US journalist champions case of wrongly convicted priest Fr Gordon MacRae

Fr Gordon J Macrae
In a hard-hitting article that bravely veers from the media's predictable coverage of the Catholic Church abuse story, Pulitzer Prize-winning journalist Dorothy Rabinowitz has taken up the case of Fr Gordon J MacRae, who has been serving a 33 and half-to-67 year sentence in a New Hampshire state prison since 1994 on abuse charges.
Rabinowitz's article in the Wall Street Journal reports that MacRae was wrongfully convicted in a grave miscarriage of justice.
TheMediaReport.com has thoroughly examined Fr MacRae's case before, and this is the second time that Rabinowitz has profiled MacRae. She first reported about the priest for the Journal back in 2005.
In a nutshell, Fr MacRae was convicted by a jury and imprisoned based on the claims of a single accuser named Thomas Grover, whom Rabinowitz aptly notes had "a considerable history of forgery, assault, theft and drug use."

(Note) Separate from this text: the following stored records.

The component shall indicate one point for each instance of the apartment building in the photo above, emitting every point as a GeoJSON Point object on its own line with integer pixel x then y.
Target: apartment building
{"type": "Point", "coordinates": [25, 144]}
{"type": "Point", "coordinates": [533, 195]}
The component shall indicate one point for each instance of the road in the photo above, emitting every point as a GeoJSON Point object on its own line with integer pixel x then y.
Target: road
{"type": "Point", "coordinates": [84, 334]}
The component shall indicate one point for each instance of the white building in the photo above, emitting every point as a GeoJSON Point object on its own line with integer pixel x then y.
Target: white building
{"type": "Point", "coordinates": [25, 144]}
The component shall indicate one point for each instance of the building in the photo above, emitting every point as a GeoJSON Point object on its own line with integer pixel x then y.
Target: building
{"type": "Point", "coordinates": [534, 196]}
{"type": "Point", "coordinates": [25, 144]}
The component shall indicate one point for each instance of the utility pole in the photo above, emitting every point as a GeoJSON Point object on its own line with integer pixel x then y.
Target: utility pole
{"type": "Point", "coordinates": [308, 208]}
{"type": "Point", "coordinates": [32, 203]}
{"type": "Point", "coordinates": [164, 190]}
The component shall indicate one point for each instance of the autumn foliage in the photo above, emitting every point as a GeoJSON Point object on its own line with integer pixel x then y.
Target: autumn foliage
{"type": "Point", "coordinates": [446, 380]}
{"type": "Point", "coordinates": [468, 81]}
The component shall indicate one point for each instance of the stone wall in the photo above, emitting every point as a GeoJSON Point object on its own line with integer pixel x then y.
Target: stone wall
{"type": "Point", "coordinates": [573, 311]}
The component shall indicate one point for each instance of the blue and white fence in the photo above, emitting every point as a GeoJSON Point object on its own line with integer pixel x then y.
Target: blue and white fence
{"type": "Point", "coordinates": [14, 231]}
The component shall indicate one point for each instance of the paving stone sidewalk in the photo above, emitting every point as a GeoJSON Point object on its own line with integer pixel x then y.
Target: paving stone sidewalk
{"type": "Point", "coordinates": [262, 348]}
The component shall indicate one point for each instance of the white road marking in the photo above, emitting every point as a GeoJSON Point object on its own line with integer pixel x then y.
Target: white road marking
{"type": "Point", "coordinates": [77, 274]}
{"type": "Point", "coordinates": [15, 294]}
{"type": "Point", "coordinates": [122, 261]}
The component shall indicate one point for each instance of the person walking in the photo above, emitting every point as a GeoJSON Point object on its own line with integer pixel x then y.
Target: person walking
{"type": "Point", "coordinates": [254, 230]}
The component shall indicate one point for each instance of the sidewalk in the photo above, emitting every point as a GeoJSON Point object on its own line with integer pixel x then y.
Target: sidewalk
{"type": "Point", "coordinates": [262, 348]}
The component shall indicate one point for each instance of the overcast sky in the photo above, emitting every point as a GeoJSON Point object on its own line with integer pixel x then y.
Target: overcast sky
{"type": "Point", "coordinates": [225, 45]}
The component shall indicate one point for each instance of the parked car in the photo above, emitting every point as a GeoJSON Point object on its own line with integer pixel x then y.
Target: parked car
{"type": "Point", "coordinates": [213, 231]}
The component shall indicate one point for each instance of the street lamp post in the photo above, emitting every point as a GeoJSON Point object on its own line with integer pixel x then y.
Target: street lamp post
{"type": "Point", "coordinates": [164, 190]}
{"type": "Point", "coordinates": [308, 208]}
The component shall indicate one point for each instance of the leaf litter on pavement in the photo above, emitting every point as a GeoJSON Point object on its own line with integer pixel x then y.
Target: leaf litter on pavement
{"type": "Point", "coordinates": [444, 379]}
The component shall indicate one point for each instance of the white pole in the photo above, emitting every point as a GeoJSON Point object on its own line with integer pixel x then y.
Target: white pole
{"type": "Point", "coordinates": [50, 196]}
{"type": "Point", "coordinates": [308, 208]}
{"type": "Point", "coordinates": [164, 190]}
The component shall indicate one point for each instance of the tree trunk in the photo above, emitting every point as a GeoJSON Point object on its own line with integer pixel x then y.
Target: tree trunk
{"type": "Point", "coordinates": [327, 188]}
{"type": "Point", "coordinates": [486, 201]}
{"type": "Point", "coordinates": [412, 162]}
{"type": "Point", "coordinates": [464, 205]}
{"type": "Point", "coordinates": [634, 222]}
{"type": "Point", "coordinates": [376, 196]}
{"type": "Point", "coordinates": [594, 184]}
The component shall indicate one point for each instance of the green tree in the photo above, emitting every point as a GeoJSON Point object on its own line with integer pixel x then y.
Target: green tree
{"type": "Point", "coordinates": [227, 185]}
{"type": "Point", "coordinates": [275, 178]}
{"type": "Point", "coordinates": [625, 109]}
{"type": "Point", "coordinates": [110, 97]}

In 1994, the then-27-years-old Grover claimed that Fr MacRae sexually assaulted him over five consecutive weekly counseling sessions years earlier in 1983 when he was 15 years old. Asked why he would repeatedly return to a place where he had been brutally attacked the week before, Grover amazingly testified that he "had experienced 'out of body' episodes that had blocked his recollection" of previous abuse.
But these are not the only troubling aspects of MacRae's case. Among the others: there are multiple, independent attestations that Grover has said privately that he was never assaulted by MacRae, and he accused the priest in order to sue the Church for money; there are multiple, independent sources who say that they were coerced by law enforcement into falsely implicating MacRae of abuse; a signed statement from a courtroom witness claimed that a therapist hired by Grover's contingency lawyer used hand signals from the back of the courtroom during the trial in order to coach Grover on the witness stand; and a veteran FBI agent conducted a three-year investigation and concluded, "I discovered no evidence of MacRae having committed the crimes charged, or any other crimes."